To my foundation,
I remember the day I first met you. I walked into my local Sephora and there you were. You stood out in the crowd. Everyone had been telling me how great you were, and I knew I needed to have you. The first time we went out together, people complimented us, saying how good we looked together. I was addicted to the way you made me feel. I felt flawless when we were together.
I’m so grateful to you. You helped me get my confidence back. You transformed me from a girl that was self-conscious about the way she looked to a confident woman who knew how great she truly was. But because of that, I have to tell you– I don’t need you.
Don’t get me wrong, I still want us to go out together for special events and other adventures, but I have to let you know that I can’t be dependent on you anymore.
When we were first together, I found myself not being able to go anywhere without you. If you weren’t with me, I couldn’t let anyone see me. I thought I was nothing without you. Without you, people could see all of my imperfections. With you, those imperfections were gone. I finally felt good about myself.

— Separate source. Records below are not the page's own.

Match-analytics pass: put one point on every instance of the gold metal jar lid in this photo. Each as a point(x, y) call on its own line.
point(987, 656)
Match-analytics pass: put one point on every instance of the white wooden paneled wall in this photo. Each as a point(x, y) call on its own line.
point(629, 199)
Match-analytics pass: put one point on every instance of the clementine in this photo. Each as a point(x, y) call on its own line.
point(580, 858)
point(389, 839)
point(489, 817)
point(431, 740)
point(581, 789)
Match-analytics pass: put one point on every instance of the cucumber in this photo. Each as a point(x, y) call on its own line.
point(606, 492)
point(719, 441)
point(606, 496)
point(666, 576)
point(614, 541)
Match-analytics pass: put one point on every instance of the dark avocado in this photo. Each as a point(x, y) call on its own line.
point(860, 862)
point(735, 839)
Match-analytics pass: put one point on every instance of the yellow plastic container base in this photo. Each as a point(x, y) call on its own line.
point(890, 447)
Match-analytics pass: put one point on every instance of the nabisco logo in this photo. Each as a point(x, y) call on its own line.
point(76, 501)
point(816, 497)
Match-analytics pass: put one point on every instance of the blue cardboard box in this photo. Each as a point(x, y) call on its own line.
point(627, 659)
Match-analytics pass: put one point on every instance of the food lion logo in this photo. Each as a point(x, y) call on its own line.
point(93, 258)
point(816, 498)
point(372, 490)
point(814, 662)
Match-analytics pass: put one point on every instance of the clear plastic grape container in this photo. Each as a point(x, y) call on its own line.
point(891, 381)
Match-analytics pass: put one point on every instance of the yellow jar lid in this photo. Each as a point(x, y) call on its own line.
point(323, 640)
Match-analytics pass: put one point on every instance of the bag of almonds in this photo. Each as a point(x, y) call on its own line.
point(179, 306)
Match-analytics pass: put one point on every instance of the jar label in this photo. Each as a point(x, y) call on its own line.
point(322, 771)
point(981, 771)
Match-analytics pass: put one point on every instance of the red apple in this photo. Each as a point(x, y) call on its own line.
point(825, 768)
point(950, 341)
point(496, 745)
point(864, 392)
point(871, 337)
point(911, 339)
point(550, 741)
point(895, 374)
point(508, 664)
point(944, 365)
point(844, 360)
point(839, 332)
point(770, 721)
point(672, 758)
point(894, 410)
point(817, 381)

I started noticing that when I was with you, I stood a little taller and I smiled a little brighter. I was so happy with you and I wanted to feel like that all the time. One day, after you were gone for the night, I stared at myself in the mirror. There was a pimple here and hyperpigmentation there, but it was me. So I smiled.
I went behind your back and did that a couple of nights feeling guilty, but eventually the smiles came more easily. I saw myself for who I really was without you and I was happy. I’ve learned to love myself with and without you.
I have imperfections, but that’s what makes me who I am. I love my imperfections when you’re not there just as much as I love dressing you up with a smokey eye and bright red lips. I’ve seen who I am without you and I love that person. I love who you are and everything you’ve done for me, but at the end of the day I wash you all off. You can’t be with me 24-hours of the day.
So foundation, this is far from a breakup. I love you, but I can’t and won’t let myself depend on you anymore.